Timothy presented his experience with Future City, Glenn and the visit to HarbisonWalker International’s ATRC in a TED Ed Club talk that has already opened more young eyes to the world of ceramics. As Timothy concludes in his talk, “What if competitions like this are not just about winning? What if they are also about the judges who work with different things? We became young scientists who now dream about ceramics!”
Steve Delo, CEO, HarbisonWalker International, wasn’t surprised to hear of Glenn’s contagious enthusiasm and the impact his volunteer participation had on the students.
“Our employees love what they do. And they pour the same intense passion and dedication into community activities as they do in the refractory business. Whether it’s through the Future City or other community causes, our team really is driven to make the world a better place. We all agree that the reason is simple: the more we give, the more we get back.”
View Timothy Snyder’s TED Ed Club talk here
Members of the Future City team from Baden Academy Charter School in Baden, Pennsylvania, participate in a refractory brick product demonstration at HarbisonWalker International’s Advanced Technology and Research Center (ATRC) in West Mifflin, PA.
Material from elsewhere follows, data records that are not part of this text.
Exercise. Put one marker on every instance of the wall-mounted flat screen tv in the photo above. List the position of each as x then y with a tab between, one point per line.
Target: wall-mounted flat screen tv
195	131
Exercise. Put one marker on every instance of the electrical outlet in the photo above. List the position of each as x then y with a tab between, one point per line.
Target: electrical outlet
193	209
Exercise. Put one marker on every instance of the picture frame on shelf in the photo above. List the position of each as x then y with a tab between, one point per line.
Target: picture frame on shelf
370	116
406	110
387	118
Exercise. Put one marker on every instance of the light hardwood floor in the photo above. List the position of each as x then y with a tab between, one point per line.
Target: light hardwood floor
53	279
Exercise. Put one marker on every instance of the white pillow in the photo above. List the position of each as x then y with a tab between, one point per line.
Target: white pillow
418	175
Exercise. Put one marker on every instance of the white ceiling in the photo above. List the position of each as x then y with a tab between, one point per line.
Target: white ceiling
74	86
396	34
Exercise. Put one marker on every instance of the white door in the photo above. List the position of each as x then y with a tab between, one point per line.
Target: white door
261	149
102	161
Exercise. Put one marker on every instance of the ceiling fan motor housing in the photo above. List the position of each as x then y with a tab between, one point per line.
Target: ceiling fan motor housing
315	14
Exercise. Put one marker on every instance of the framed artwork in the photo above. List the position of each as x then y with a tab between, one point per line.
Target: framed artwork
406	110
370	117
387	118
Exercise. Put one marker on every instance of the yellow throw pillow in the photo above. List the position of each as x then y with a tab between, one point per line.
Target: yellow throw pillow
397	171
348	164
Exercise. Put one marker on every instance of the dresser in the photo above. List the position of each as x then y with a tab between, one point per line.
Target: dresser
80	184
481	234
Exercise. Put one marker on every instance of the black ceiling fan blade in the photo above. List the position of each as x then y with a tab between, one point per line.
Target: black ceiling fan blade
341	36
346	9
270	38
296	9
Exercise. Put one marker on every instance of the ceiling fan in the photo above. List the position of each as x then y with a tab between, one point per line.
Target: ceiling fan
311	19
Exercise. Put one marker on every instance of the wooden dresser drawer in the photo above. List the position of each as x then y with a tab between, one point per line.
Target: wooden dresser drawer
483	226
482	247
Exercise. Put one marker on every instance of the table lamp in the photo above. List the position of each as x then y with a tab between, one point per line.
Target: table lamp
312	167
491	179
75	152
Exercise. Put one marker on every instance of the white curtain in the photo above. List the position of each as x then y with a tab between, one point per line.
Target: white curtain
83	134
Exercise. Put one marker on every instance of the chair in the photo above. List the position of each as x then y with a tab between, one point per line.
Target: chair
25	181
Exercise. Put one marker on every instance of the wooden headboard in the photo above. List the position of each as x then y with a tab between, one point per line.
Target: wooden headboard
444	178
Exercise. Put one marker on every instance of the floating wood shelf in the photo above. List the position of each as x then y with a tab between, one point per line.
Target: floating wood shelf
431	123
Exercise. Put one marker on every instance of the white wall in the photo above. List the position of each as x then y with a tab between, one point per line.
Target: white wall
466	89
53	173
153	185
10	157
Refractories professionals from HarbisonWalker International perform lab tests on refractories products as members of the Future City team from Baden Academy Charter School observe.
Glenn McIntyre, manager of Brick Technology at HarbisonWalker International, tests the refractories knowledge of members of the Future City team from Baden Academy Charter School in Baden, Pennsylvania.
About HarbisonWalker International
With more than 150 years of industry leadership, HarbisonWalker International (HWI) is the largest supplier of refractory products and services in the United States. Headquartered in Pittsburgh, Pennsylvania, the company’s international network spans North America, Europe, and Asia, with 19 manufacturing plants, 30 global sourcing centers, and technology facilities in both the United States and China. Serving virtually every major industry that requires refractory solutions to enhance production and protect assets, HWI is consistently recognized for its talented experts, industry firsts, and intensely driven excellence.